Não existe vítima. Todos são responsáveis por suas escolhas. Qualquer novidade em relação a esse caso, a gente traz aqui e analisa com os nossos comentaristas. O senador Flávio Bolsonaro, do PL do Rio de Janeiro, pré-candidato ao Planalto, protocolou uma PEC para acabar com a reeleição para o cargo de presidente da República. Vamos acionar nossa reportagem. Quem chega ao vivo é a Júlia Fermino. Acompanhando, inclusive, essas movimentações.

Ótima noite a você. Seus destaques, por favor. Oi, Caniato. Boa noite pra você, pra quem tá com a gente aqui no Pingos nos Is, na programação da Jovem Pan. De fato, o senador e atual pré-candidato à presidência da República, Flávio Bolsonaro, protocolou, então, essa PEC, essa proposta de emenda à Constituição, justamente pra acabar com a reeleição de presidentes, né? De pessoas que estão no cargo da presidência. Mas isso não vale, Caniato. A gente precisa destacar.

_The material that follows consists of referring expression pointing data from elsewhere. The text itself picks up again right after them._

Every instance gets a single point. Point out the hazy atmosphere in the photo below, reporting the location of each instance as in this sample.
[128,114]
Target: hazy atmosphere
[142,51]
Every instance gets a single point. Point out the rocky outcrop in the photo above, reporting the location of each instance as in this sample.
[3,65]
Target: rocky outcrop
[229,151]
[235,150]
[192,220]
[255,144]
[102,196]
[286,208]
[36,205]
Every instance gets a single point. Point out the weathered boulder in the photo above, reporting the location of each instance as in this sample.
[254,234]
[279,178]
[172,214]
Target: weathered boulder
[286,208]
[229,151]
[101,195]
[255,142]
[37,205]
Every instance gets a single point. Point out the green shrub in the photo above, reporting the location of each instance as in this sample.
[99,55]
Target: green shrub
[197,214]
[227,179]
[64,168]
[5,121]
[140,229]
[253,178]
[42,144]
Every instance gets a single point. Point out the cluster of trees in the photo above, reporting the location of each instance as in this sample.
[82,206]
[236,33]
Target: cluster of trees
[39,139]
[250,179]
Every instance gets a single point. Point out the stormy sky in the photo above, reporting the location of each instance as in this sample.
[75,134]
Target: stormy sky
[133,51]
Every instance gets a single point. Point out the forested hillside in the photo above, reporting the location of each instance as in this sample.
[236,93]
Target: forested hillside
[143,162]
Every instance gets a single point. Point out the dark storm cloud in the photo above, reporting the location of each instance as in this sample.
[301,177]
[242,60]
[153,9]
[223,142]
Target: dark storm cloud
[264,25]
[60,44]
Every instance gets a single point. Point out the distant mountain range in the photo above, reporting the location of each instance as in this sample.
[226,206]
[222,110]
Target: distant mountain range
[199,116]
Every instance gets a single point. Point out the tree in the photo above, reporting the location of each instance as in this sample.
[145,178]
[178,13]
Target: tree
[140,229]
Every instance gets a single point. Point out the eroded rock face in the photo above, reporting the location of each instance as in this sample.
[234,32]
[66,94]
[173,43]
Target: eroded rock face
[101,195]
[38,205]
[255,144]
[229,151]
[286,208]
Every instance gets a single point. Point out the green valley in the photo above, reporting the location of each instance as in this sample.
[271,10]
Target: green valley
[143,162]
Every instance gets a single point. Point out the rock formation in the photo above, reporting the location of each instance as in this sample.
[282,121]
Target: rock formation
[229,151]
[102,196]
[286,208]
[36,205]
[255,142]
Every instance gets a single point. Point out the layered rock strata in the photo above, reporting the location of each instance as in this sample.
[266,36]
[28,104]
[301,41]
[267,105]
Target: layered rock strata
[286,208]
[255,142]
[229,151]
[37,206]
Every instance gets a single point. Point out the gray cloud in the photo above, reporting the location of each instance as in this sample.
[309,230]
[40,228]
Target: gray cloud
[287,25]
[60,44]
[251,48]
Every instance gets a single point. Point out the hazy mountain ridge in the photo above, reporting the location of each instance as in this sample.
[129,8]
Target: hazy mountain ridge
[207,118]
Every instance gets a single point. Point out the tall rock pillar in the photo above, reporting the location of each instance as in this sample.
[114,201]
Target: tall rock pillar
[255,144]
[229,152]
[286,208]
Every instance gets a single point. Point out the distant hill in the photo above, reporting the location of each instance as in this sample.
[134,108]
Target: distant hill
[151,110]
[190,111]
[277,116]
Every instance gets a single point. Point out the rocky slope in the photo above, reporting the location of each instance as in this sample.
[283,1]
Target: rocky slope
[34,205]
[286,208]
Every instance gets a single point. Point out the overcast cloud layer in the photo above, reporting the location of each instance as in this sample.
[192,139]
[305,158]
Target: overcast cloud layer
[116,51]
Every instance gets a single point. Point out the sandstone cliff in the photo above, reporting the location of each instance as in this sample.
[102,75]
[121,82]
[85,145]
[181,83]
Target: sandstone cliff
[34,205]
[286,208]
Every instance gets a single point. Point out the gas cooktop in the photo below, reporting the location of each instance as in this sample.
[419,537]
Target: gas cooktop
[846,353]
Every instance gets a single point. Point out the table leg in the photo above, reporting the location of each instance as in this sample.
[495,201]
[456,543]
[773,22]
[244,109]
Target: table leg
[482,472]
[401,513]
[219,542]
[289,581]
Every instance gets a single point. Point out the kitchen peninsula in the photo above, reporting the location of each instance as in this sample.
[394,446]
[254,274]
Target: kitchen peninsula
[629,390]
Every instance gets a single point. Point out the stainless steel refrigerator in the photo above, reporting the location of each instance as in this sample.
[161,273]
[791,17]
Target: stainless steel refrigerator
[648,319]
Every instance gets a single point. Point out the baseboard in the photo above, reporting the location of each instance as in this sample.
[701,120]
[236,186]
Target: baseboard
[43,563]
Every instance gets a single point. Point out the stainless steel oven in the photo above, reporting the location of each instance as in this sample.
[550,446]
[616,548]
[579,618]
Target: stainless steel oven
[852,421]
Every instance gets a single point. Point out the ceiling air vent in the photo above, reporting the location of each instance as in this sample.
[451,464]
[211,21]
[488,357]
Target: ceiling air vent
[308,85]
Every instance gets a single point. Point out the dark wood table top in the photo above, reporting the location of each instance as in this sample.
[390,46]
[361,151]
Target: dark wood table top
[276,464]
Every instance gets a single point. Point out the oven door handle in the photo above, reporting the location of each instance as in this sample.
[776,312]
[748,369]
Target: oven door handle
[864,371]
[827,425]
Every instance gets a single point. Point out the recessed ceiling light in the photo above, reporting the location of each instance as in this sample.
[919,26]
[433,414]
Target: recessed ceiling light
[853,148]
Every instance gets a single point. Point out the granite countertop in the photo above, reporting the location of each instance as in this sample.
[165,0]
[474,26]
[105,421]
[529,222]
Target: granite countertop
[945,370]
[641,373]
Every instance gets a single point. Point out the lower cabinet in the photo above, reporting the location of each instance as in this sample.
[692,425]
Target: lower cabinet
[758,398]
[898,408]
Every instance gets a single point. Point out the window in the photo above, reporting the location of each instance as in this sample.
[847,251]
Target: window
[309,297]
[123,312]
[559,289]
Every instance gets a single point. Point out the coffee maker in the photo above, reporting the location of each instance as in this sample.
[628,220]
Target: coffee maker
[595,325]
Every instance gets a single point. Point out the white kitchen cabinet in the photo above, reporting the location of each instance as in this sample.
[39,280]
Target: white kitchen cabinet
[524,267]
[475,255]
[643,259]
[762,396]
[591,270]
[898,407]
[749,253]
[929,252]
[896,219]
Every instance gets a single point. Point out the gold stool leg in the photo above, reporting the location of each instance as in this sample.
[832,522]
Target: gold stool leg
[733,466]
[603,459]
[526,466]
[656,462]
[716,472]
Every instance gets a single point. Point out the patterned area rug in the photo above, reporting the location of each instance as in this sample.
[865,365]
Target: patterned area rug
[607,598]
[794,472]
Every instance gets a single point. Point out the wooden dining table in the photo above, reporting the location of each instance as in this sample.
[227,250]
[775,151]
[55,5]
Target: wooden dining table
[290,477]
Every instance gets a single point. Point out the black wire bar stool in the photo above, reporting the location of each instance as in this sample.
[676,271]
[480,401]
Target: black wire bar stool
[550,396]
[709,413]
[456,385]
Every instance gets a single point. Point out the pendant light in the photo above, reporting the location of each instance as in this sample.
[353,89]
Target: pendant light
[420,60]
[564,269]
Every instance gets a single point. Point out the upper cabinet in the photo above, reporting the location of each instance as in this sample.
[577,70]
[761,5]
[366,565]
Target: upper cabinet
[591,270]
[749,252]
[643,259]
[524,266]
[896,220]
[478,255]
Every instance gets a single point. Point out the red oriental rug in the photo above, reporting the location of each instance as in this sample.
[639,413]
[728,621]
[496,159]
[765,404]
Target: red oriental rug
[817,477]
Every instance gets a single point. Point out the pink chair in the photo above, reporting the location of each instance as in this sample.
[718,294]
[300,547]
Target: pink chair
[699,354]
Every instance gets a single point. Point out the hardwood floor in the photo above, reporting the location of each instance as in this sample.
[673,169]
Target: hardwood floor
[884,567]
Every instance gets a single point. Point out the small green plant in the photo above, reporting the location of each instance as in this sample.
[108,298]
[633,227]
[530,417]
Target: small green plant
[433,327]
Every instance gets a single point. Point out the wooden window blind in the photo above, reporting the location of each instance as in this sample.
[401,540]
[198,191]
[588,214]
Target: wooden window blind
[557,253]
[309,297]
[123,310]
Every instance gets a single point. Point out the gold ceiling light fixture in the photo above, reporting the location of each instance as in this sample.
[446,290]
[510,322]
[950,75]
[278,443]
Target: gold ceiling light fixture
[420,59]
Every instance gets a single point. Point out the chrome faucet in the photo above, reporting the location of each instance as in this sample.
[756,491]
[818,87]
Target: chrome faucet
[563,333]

sobre esse cancelamento da reeleição para prefeitos e também para governadores. Esse texto teve 30 assinaturas, eram necessárias 27, então um pouco mais do que o necessário. E a argumentação que Flávio Bolsonaro traz para esse texto é justamente dizendo que a Constituição de 1988 não previa essa reeleição,

E em 97, quando estava sob o governo de Fernando Henrique Cardoso, a eleição também para ele cria um clima, a reeleição cria um clima de uma permanente reeleição, permanente campanha. Os presidentes que entram no cargo ficam sempre ali fazendo a manutenção da sua campanha eleitoral durante o seu mandato. Para Flávio Bolsonaro, os presidentes acabam pensando mais na próxima eleição,

do que de fato em governar durante o exercício ali de seu mandato. Em relação a apoio e tramitação desse projeto, o que nós temos é que a PEC foi apoiada por senadores do PL, PP, Republicanos, União Brasil, do Partido Novo, Podemos e também do MDB. Em relação a tramitação, agora a gente precisa esperar, porque esse texto deve passar pela Comissão de Constituição e Justiça, a CCJ, e também por uma comissão especial,

E aí, para ser aprovado, precisa de, no mínimo, 49 votos no Senado em dois turnos de votação. E o histórico em que essa PEC é trazida aí pelo senador Flávio Bolsonaro é de que, em 2025, ou seja, ainda no ano passado, a CCJ do Senado aprovou uma proposta muito parecida com essa, que acabava com a reeleição, mas tornava aí o mandato de não quatro anos, mas de cinco, e que começaria a valer só em 2034.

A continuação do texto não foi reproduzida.